The Hidden Layer: The H Antigen
There’s a step before A and B that most people never think about. Before the A or B enzyme can do its job, a different gene called FUT1 (on chromosome 19) must first build the H antigen, which serves as the foundation. The A and B enzymes then modify this H antigen by adding their respective sugars on top of it.

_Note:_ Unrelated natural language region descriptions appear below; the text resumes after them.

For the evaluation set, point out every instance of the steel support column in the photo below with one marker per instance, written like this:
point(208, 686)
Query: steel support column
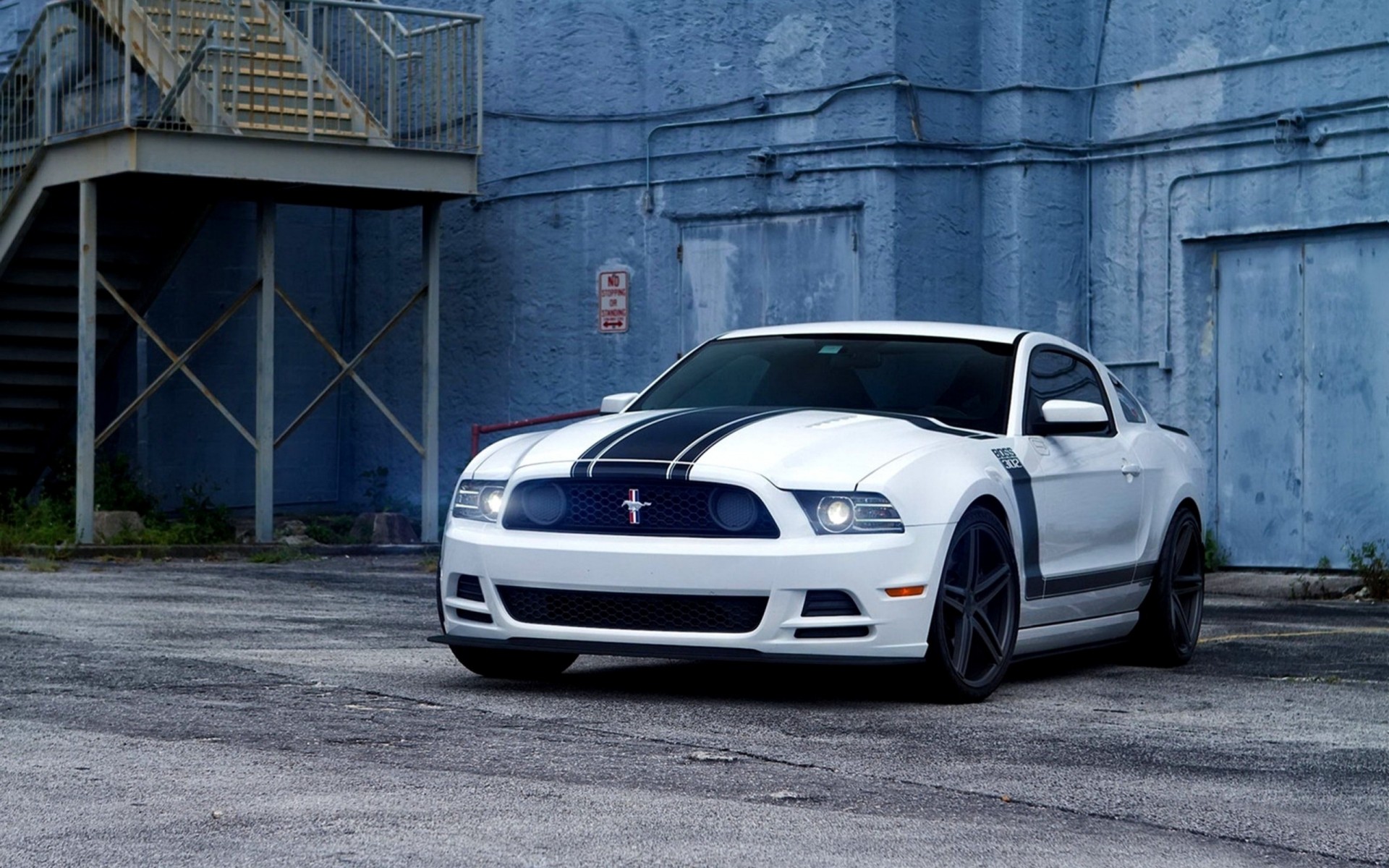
point(87, 362)
point(430, 469)
point(266, 375)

In extremely rare cases, a person inherits two broken copies of FUT1. Without the H antigen foundation, neither A nor B antigens can be built, regardless of what ABO alleles the person carries. This is called the Bombay phenotype, and it’s one of the rarest blood types in the world. Someone with the Bombay phenotype may carry perfectly functional A or B genes but can’t express them. Their blood tests as type O, yet it’s incompatible with regular type O blood because they also produce antibodies against the H antigen itself. They can safely receive blood only from other individuals with the Bombay phenotype.
Why These Blood Types Exist at All
The persistence of different blood types across human populations isn’t random. Infectious diseases, particularly malaria, have exerted powerful evolutionary pressure on red blood cell characteristics for millennia. The geographic distribution of certain blood cell variants closely mirrors regions where malaria has historically been most intense.
Type O blood offers a striking example. People with type O have a 66% lower risk of severe malaria compared to those with types A, B, or AB. The mechanism is surprisingly direct: the malaria parasite Plasmodium falciparum uses a protein to create “rosettes,” clumps of infected and uninfected red blood cells that help the parasite evade the immune system and block small blood vessels. The A and B sugars on red blood cells strengthen these rosette bonds. O-type cells, which lack those sugars, reduce rosette formation by 60 to 70%, making it much harder for the parasite to cause severe disease.
Malaria has shaped other blood cell surface features too. In West and Central Africa, over 95% of people lack the Duffy blood group antigen, which one species of malaria parasite uses as a doorway to enter red blood cells. Without that receptor, the parasite simply can’t get in. In coastal Papua New Guinea, where malaria is extremely common, nearly half the population carries a variant of another blood group (Gerbich-negative) that cuts parasite invasion efficiency by 40 to 60%. In parts of East Africa, a variant called Dantu provides such strong protection that in one controlled infection study, none of the 30 carriers reached the threshold for treatment, compared to about 23% of non-carriers.
These patterns reveal blood type not as a fixed curiosity on a lab report but as a living record of how human populations adapted to the diseases that surrounded them over thousands of generations.